Lot 80. A large and rare gilt copper-alloy figure of Shakyamuni Buddha, Tibet, circa 16th century; 26cm (10 2/8in) high. Estimate £ 3,000-4,000. Sold for £ 18,750 (€ 21,456). © Bonhams.
The figure well cast, seated in vajraparyankasana on a beaded double-lotus base, the right hand held in bhumisparsha mudra, the left in dhyana mudra, wearing a voluminous robe finely incised with floral scrolls, draping elegantly over his shoulders and falling in loose folds over his crossed legs, the serene face with a meditative expression and downcast eyes, flanked by pendulous ears cut with vertical slots, the hair and ushnisha arranged in tight curls and supporting an ovoid jewel, the sealed base incised with a double vajra.
Provenance: the Jeannette Claude Jongen collection of Buddhist Art.
Published and Illustrated: A.Neven, Etudes D'Art Lamaique et de L'Himalaya, Brussels, 1978, pp.117-118, pl.22 (the catalogue is offered as part of the lot).

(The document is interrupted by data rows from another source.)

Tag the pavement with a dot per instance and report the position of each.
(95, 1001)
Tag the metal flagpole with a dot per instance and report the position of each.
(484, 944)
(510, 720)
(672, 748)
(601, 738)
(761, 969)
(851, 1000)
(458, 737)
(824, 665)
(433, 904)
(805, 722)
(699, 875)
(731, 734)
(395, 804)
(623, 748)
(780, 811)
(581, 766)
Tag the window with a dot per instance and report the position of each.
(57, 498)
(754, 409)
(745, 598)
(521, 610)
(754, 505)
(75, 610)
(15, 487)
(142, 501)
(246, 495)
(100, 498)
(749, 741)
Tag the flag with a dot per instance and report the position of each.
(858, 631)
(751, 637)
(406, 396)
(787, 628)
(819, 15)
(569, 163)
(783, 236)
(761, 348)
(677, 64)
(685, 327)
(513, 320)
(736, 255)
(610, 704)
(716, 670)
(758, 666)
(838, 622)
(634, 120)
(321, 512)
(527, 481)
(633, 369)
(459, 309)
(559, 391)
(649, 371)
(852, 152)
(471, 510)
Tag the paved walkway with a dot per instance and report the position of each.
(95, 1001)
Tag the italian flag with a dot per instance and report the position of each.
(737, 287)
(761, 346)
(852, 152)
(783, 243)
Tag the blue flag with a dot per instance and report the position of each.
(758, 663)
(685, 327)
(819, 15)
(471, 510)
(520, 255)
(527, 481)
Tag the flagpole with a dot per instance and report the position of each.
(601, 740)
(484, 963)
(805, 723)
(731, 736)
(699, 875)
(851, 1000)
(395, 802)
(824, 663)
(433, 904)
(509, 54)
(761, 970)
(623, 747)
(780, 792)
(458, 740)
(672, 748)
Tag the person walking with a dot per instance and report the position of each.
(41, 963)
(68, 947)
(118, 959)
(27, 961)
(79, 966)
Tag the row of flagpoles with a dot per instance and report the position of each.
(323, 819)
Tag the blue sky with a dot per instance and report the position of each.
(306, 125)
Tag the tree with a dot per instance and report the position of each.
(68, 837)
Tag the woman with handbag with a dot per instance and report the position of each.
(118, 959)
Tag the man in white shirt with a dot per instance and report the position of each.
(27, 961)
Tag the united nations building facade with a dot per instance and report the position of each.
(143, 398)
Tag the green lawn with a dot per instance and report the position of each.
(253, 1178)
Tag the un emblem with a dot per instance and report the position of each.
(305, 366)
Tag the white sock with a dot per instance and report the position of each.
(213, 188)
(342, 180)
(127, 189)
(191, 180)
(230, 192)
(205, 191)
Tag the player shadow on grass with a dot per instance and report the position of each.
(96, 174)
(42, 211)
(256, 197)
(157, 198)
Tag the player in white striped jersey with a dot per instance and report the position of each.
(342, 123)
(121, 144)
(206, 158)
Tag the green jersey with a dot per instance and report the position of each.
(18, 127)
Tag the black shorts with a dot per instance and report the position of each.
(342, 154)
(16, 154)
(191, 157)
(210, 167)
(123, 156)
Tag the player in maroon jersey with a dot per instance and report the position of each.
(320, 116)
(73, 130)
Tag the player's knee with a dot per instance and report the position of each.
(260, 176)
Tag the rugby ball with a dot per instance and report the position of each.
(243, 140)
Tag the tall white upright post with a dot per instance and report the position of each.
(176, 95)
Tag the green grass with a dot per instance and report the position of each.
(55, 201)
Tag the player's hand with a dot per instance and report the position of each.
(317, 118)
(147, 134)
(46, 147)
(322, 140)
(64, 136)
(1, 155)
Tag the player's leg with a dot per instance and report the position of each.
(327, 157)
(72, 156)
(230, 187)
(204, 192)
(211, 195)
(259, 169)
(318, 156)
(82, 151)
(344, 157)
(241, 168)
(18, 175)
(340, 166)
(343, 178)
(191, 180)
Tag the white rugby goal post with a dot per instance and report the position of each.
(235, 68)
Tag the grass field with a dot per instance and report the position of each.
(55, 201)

Note: The sumptuous robes falling in compacted delicate folds across the arms and legs are similar to those of a circa 15th century Buddhist hierarch in the Nyingjei Lam Collection, see J.Casey and D.Weldon, The Sculptural Heritage of Tibet, London, 1999, p. 133, no.49. Both figures share the same attenuated form and are raised on similar lotus bases. The hemlines are incised with bold foliate designs, as is the unusual under-garment across his chest. Compare with a gilt bronze Maitreya of similar proportions and wearing a full cloak-like garment sold at Christie's New York, 17 September 1998, lot 133.